Nov 16, 2011 at 2:10 AM
bertrandleroy wrote:

Do you mean that if you put a breakpoint in the constructor it is never hit or that CustomInitializing never gets hit?


Thanks reply,I mean the CustomInitializing never gets hit

Nov 16, 2011 at 3:08 AM
Edited Nov 16, 2011 at 3:08 AM
randompete wrote:

The model should be called "QueryConditionPartRecord", not "QueryCondition" - things tend to fail if you don't follow the conventions. What does your Migrations look like?

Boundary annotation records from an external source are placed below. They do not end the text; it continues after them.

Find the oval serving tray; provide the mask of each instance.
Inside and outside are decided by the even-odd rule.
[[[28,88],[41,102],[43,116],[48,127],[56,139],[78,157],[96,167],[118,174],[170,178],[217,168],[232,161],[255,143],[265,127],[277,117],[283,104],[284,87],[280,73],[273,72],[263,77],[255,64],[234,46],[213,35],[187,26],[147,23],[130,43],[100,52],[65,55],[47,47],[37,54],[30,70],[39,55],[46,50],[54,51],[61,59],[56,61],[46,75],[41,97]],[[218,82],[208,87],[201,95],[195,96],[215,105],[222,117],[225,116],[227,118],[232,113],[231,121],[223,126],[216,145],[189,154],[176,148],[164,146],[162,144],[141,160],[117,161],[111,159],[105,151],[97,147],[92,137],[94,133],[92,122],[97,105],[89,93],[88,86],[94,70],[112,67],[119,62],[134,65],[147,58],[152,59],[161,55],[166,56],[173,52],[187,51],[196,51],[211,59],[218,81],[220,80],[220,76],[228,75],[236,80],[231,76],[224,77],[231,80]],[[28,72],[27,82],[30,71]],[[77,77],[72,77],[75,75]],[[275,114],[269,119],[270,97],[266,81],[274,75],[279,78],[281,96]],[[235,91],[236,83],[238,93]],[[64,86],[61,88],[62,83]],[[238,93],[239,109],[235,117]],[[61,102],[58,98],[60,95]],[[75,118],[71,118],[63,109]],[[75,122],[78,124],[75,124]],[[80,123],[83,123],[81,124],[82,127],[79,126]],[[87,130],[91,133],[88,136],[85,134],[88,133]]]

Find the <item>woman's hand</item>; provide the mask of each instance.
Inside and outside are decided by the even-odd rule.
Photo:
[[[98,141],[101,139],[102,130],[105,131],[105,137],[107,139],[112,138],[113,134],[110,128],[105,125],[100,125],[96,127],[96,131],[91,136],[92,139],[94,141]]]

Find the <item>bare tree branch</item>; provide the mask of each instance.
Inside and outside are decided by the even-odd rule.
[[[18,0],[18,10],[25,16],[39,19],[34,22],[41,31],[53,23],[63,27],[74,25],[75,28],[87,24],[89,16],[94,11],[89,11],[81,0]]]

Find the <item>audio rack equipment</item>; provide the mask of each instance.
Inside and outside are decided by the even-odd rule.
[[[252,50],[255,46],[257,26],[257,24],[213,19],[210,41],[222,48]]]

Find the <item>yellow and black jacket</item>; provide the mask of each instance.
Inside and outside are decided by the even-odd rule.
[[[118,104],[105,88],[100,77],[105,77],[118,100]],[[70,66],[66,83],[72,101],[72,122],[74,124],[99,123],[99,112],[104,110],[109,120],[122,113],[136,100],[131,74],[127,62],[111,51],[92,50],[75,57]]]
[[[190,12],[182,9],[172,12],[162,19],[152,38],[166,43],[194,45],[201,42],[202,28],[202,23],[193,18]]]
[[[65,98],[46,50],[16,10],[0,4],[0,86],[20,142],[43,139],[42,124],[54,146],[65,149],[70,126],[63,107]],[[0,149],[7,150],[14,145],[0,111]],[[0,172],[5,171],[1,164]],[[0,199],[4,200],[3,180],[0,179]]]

Thanks reply,it's my Migrations:

 

public class Migrations : DataMigrationImpl
    {

        public int Create()
        {
	    //I don't want to persist the query condition record in database
            ContentDefinitionManager.AlterPartDefinition(
                "QueryPersons", cfg => cfg.Attachable());

            return 1;
        }
    }


Actually,I just want to create a content part,this part is a function that find persons by some query condition('Name' or 'IdCardNo'),the condition have not need to persist to the database


Nov 16, 2011 at 3:18 AM

Unfortunately, to create a part you need a record, and to create a record you need a Migration.

So you need a SchemaBuilder.CreateTable(...) to persist the record to the database, even if that table will have no columns of its own.

Finally - your part is called "QueryCondition" so why are you creating the part "QueryPersons" in your Migration?

Coordinator
Nov 16, 2011 at 3:31 AM

No, a part does not require a record.

Nov 16, 2011 at 6:55 AM
randompete wrote:

Unfortunately, to create a part you need a record, and to create a record you need a Migration.

So you need a SchemaBuilder.CreateTable(...) to persist the record to the database, even if that table will have no columns of its own.

Finally - your part is called "QueryCondition" so why are you creating the part "QueryPersons" in your Migration?

"Finally - your part is called "QueryCondition" so why are you creating the part "QueryPersons" in your Migration?" It's my mistake,i change to :

 public int UpdateFrom1() {
            SchemaBuilder.CreateTable("PersonQueryModelRecord", table => table
                                                                             .ContentPartRecord());

            ContentDefinitionManager.AlterPartDefinition(
                typeof(QueryConditionPart).Name, cfg => cfg.Attachable());
            return 2;
        }
but it's still not work

Nov 16, 2011 at 7:01 AM
Edited Nov 16, 2011 at 7:30 AM
bertrandleroy wrote:

No, a part does not require a record.

thanks bertrandleroy, If i  must be implement 'IRepository'?( i just want to create a query function,there is a simple way if i don't implement IRepository completely?)

I'm sorry,I am a green hand on the orchard

Nov 16, 2011 at 1:11 PM

Maybe the problem is you need to actually attach your part to a content type? You will probably want to create a new content type to do this. Make sure you include CommonPart, all content types should have it.

You can do this under Content -> Content Types tab in Admin.

I think what Bertrand was saying is that since your QueryConditionPart is just a ContentPart, not a ContentPart<TRecord>, you don't actually need the ContentPartRecord to back it.